Лицо у Волошина тонкое, узкое, всегда приподнятая левая бровь придает ему насмешливо-скептическое, мефистофельское выражение. Постояв некоторое время у стола, будто обдумывая что-то, Волошин повернулся к радисту Васе Дюжикову, замершему у магнитофона, установленного в стороне на другом столике, и строго спросил:
— Вы готовы?
— Так точно, Сергей Сергеевич! — вытянувшись от волнения и чувства ответственности по стойке «смирно», ответил радист.
— Ну что ж, тогда начнем, — кивнул Волошин. — Поскольку каждый из нас по опыту многочисленных собраний, отнявших, по крайней мере, четверть сознательной жизни, прекрасно знает, как трудно выманить на трибуну первого выступающего, если только он не назначен и не подготовлен заблаговременно, мы решили так и поступить. Смельчак, к счастью, нашелся, и, я думаю, независимо от качества истории, какую он нам сейчас поведает, а в том, что оно будет высоким, я ни капельки не сомневаюсь, при подведении итогов, по-моему, надо учесть и его мужество. Итак, я рад предоставить первое слово нашему дорогому и всеми уважаемому «небесному кудеснику» профессору Андрияну Петровичу Лунину.
Я угадал!
Раскланиваясь направо и налево в ответ на дружные аплодисменты, профессор Лунин прошел к столу и сел рядом с Волошиным, положив перед собой довольно пухлую пачку бумаг и каких-то карточек, неторопливо надел очки и, помедлив, начал читать:
— «Капитан Луис Френэ проснулся глубокой ночью от треска за стеной каюты. Раскалывалось небо или только его голова? Вечером крепко выпили по случаю удачной покупки большой партии копры и расставания с пассажирами. Среди них оказались лихие парни, не дураки выпить и большие мастера блефовать. Перед этим весь день играли в покер, и ему с трудом удалось остаться при своих, а он-то надеялся поживиться за счет пассажиров. Придется отыгрываться на своих матросах, хотя среди них тоже есть ловкачи, зазеваешься — разденут.
Капитан с трудом оторвал голову от грязной, свалявшейся подушки, смутно увидел, как каюту озаряет призрачная вспышка молнии, сверкнувшая за окошком.
Но ни грома, ни шума дождя не было слышно. И качка почти не увеличилась. Видимо, гроза проходила стороной, шторма не будет. Беспокоиться было не о чем, и капитан снова уткнулся в подушку.

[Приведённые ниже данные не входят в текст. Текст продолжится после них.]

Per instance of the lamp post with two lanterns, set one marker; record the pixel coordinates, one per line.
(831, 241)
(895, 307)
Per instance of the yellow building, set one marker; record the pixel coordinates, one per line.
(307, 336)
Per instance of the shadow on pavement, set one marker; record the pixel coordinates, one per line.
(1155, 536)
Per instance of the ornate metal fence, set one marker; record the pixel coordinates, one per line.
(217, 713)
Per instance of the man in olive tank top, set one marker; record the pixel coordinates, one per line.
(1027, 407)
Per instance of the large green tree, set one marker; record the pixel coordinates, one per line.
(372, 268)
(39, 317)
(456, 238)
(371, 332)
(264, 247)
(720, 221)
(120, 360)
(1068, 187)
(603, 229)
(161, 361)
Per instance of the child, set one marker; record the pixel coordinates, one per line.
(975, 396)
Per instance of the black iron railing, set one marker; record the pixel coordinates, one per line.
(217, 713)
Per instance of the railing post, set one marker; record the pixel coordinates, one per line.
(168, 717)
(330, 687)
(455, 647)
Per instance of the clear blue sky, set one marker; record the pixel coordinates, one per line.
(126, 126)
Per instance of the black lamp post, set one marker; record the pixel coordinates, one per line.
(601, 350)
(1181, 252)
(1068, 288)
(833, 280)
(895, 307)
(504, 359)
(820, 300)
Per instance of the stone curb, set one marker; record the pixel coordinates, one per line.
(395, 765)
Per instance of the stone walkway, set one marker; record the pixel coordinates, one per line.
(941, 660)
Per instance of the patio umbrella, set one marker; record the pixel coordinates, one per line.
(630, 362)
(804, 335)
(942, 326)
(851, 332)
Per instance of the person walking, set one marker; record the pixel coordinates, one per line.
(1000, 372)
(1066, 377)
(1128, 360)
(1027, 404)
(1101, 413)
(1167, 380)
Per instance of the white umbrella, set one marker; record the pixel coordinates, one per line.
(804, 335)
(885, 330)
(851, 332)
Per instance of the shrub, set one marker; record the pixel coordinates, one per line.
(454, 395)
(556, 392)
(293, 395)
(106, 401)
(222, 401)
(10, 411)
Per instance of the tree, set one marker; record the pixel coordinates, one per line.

Вторично он проснулся от смутного ощущения непонятной тревоги.
Вроде бы ему послышался выстрел?
И свет в каюте стал какой-то необычный, странный. И чем-то пахло — вроде паленым или горящей серой.
Капитан повернул тяжелую голову — и всклокоченные волосы его встали дыбом.
Дешевое распятие из олова, которое он всегда держал для удачи под рукой, на столе, исчезло. Оно превратилось в лужицу расплавленного металла. Малиновое сияние, исходившее от лужицы, причудливо мешалось с голубоватыми фосфорическими вспышками молний за окном, так что освещение в каюте всё время менялось, словно в жутком цветном кошмаре...»
Признаться, я так увлекся, что с трудом заставил себя обернуться и посмотреть, как слушают Лунина. Все сидели, не сводя с рассказчика глаз, в которых мерцающими огоньками отражался свет так ловко расставленных Волошиным ламп. Такое освещение придавало рассказу Андрияна Петровича особую таинственность.
Жаль, я не могу привести его рассказ целиком, как, впрочем, и другие, — со всем богатством интонаций, мимики, жестов. Моё повествование слишком бы затянулось. Мне приходится лишь пересказывать услышанные занимательные истории по магнитофонной записи, сопровождая их некоторыми собственными впечатлениями по пометкам в блокноте, хотя, должен покаяться, я порой, увлекшись, забывал их делать.